Lucretius Book Study Group (SASA)

  • When I search for "text-in-translation" I am finding a few common points across the sources:

    • A translated text is a hybrid text, and is as much the product of the life-world of the translator as it is of the original writer.
    • A text-in-translation analysis will examine the choices made by the translator, and how those choices affect the appreciation of the source text an of the hybrid text.
    • There are three text types:
      • Informative – 'plain' style, topic foregrounded.
      • Expressive – elaborate style, sender foregrounded.
      • Vocative – to induce a receiver's behaviour.
    • Possibly some level of comparing translations.

    While this is the kind of thing we do around here all the time, I have never heard it labeled as a particular discipline or approach to reading translations. I could also be wrong about all of that.

  • It does sound like it would have a lot of overlap with the podcast and the forum.

    I just read the description on that site which says:


    About the Event

    We will read the great didactic epic De Rerum Natura (On the Nature of Things) in which the ancient Roman poet Lucretius explains the key ideas of Epicureanism, from the construction of the universe out of atoms and void to the evolution of human society and the best way of living so as to avoid pain and maximize pleasure. Along with

    discussing the poem's provocative ideas, we will also consider their revolutionary impact on early modern science, philosophy, and art when a single manuscript of this long-lost poem was miraculously rediscovered in the fifteenth century.

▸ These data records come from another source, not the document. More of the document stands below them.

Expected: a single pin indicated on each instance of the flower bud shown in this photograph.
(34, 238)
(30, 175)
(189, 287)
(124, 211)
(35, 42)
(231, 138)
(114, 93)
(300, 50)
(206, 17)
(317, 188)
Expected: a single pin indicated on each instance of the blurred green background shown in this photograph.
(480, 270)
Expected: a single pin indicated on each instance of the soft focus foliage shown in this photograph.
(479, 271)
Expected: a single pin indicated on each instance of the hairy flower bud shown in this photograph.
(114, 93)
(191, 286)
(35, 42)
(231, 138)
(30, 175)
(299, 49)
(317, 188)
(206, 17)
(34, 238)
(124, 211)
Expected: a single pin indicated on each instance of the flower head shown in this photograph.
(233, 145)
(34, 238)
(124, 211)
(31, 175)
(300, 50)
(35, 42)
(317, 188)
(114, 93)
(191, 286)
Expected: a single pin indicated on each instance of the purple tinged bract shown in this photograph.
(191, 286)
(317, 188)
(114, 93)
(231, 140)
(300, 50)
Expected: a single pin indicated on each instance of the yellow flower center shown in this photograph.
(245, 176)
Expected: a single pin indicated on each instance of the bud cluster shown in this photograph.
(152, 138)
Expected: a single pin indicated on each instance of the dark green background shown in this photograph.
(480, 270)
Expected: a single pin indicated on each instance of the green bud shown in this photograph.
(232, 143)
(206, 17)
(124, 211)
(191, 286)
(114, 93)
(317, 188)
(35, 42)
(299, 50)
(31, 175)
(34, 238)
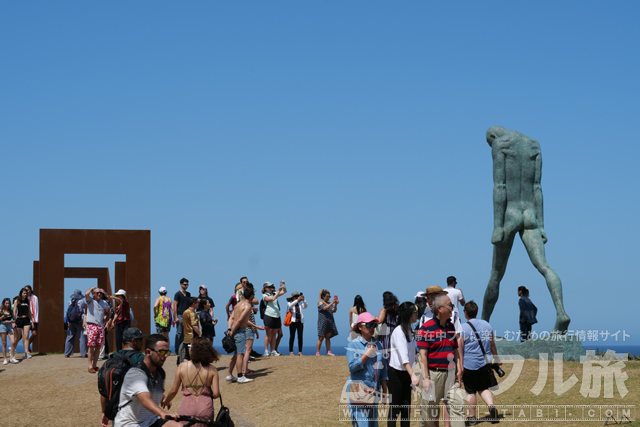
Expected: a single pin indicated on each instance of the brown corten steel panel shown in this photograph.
(55, 243)
(104, 282)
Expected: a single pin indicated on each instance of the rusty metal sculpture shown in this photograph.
(49, 273)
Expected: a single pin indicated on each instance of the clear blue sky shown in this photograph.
(334, 144)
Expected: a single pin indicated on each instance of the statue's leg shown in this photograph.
(498, 267)
(532, 240)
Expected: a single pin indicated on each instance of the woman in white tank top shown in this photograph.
(356, 310)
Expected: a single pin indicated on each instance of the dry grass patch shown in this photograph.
(288, 390)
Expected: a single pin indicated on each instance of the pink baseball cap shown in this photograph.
(366, 317)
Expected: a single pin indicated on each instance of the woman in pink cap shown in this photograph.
(367, 384)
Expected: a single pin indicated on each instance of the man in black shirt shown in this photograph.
(180, 304)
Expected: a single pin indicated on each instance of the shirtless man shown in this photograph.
(238, 325)
(517, 208)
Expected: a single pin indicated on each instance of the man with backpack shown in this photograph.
(112, 372)
(75, 312)
(143, 388)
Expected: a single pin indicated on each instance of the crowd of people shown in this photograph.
(18, 320)
(384, 353)
(416, 345)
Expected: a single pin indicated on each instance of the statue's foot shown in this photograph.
(562, 324)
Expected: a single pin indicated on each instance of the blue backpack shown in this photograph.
(74, 313)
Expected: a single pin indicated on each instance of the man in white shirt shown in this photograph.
(97, 313)
(143, 389)
(456, 296)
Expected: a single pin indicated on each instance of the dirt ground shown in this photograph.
(300, 391)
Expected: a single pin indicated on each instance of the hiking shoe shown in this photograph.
(494, 415)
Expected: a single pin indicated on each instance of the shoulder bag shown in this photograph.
(488, 367)
(224, 416)
(361, 394)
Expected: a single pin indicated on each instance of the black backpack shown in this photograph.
(74, 313)
(110, 379)
(224, 416)
(263, 307)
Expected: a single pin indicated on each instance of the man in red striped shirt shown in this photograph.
(441, 360)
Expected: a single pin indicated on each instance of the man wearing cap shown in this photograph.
(204, 295)
(180, 304)
(97, 314)
(132, 345)
(430, 294)
(74, 329)
(456, 297)
(441, 360)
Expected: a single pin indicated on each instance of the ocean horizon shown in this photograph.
(341, 349)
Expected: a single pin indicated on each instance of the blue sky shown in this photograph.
(336, 145)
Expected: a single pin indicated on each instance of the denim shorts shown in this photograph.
(240, 340)
(6, 328)
(249, 334)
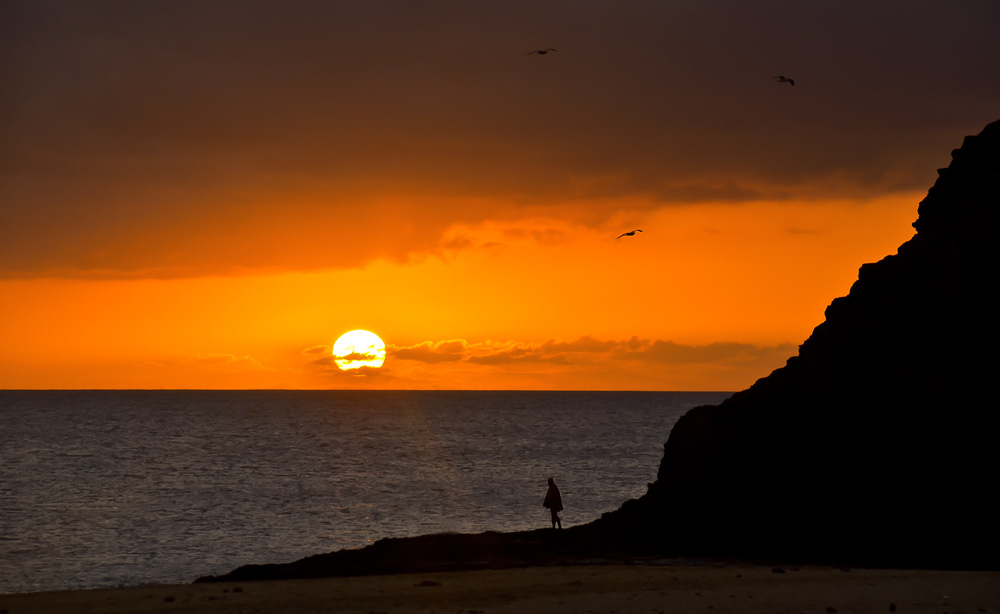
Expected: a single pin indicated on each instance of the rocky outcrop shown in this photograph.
(876, 443)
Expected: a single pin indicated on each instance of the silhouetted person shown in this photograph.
(553, 501)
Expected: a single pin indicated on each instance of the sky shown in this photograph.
(208, 194)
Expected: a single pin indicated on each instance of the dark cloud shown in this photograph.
(442, 351)
(166, 139)
(589, 350)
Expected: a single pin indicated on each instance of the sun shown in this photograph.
(359, 348)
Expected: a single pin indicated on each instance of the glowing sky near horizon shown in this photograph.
(206, 195)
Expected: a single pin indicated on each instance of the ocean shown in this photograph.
(123, 488)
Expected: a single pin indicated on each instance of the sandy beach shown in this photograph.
(605, 589)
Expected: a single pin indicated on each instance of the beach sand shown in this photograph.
(604, 589)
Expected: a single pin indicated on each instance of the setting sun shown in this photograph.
(359, 348)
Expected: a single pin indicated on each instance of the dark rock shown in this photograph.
(869, 446)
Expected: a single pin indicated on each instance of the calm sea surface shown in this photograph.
(111, 488)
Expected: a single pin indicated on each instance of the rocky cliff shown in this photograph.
(878, 442)
(876, 445)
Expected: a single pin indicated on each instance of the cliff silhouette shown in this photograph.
(876, 445)
(878, 442)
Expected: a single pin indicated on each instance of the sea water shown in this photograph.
(113, 488)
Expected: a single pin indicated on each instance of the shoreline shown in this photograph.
(598, 589)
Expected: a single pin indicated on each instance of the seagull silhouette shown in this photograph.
(628, 234)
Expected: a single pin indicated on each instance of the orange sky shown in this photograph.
(208, 195)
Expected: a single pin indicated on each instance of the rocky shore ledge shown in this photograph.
(875, 446)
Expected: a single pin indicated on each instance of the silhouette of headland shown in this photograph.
(875, 446)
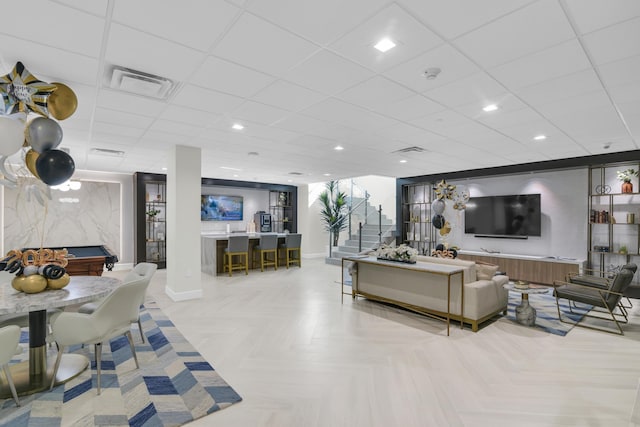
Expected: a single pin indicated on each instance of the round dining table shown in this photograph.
(34, 374)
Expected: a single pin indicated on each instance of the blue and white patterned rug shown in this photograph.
(173, 386)
(547, 312)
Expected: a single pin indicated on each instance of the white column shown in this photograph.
(183, 224)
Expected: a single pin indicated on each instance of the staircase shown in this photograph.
(370, 232)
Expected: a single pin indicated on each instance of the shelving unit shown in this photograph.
(282, 212)
(614, 223)
(151, 209)
(417, 230)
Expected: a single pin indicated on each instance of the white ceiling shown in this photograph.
(302, 76)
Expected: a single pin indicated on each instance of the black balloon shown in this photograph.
(54, 167)
(438, 221)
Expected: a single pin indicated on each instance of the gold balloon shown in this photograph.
(58, 283)
(34, 284)
(30, 160)
(62, 103)
(17, 283)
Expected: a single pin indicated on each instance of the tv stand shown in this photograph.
(534, 269)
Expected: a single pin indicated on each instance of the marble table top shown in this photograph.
(79, 290)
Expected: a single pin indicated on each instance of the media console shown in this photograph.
(532, 269)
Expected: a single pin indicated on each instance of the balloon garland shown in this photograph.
(22, 93)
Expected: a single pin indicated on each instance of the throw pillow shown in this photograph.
(485, 271)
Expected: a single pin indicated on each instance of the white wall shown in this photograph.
(564, 213)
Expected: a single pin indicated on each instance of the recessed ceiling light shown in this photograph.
(384, 45)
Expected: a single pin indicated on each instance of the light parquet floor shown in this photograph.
(299, 357)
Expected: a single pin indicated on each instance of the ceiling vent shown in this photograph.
(413, 149)
(107, 152)
(139, 83)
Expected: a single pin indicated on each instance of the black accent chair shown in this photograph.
(607, 298)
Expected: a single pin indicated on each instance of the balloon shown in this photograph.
(11, 133)
(55, 167)
(30, 160)
(438, 206)
(63, 102)
(438, 221)
(43, 134)
(9, 180)
(22, 91)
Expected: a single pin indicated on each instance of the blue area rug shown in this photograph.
(547, 312)
(173, 386)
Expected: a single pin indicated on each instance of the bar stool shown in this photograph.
(291, 248)
(238, 246)
(268, 244)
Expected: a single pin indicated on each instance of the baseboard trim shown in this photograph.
(182, 296)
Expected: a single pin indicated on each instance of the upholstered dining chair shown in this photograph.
(606, 298)
(9, 339)
(238, 247)
(292, 249)
(111, 318)
(144, 271)
(268, 245)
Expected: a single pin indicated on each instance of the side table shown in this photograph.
(525, 313)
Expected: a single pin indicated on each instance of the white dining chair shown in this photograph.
(143, 270)
(111, 318)
(9, 340)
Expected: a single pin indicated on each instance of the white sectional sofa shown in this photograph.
(427, 293)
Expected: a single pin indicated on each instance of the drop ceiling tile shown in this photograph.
(42, 60)
(328, 73)
(259, 113)
(535, 27)
(227, 77)
(453, 66)
(314, 20)
(273, 50)
(288, 96)
(114, 100)
(455, 17)
(615, 42)
(591, 15)
(410, 36)
(555, 90)
(134, 49)
(116, 117)
(63, 32)
(206, 100)
(557, 61)
(188, 115)
(410, 108)
(375, 93)
(479, 88)
(181, 22)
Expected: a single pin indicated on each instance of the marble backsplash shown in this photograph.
(88, 216)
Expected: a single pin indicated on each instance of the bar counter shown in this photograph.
(213, 245)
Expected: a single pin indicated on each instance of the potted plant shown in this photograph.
(625, 176)
(334, 210)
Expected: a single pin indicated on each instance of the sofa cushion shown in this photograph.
(485, 271)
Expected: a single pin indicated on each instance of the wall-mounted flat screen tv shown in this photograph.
(220, 208)
(514, 216)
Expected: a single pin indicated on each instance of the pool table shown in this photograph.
(88, 260)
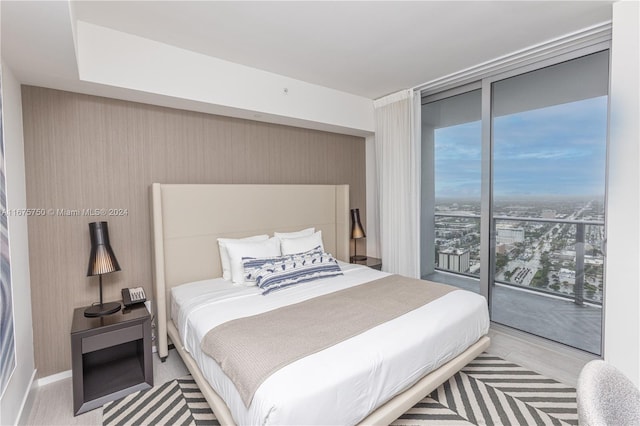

Participants will gain an appreciation for one of the most beautiful works of Latin literature; an understanding of the philosophy of Epicurus and its impact on the development of modern science and philosophy; and a chance to think through profound issues, like how we can know about the world, how we can live a flourishing life, and what happens to us when we die, by engaging with a provocative set of philosophical arguments in a group.


    Here is when it runs:

    Tuesdays, 1pm ET - Starting June 13th, for 5 weeks, on Zoom.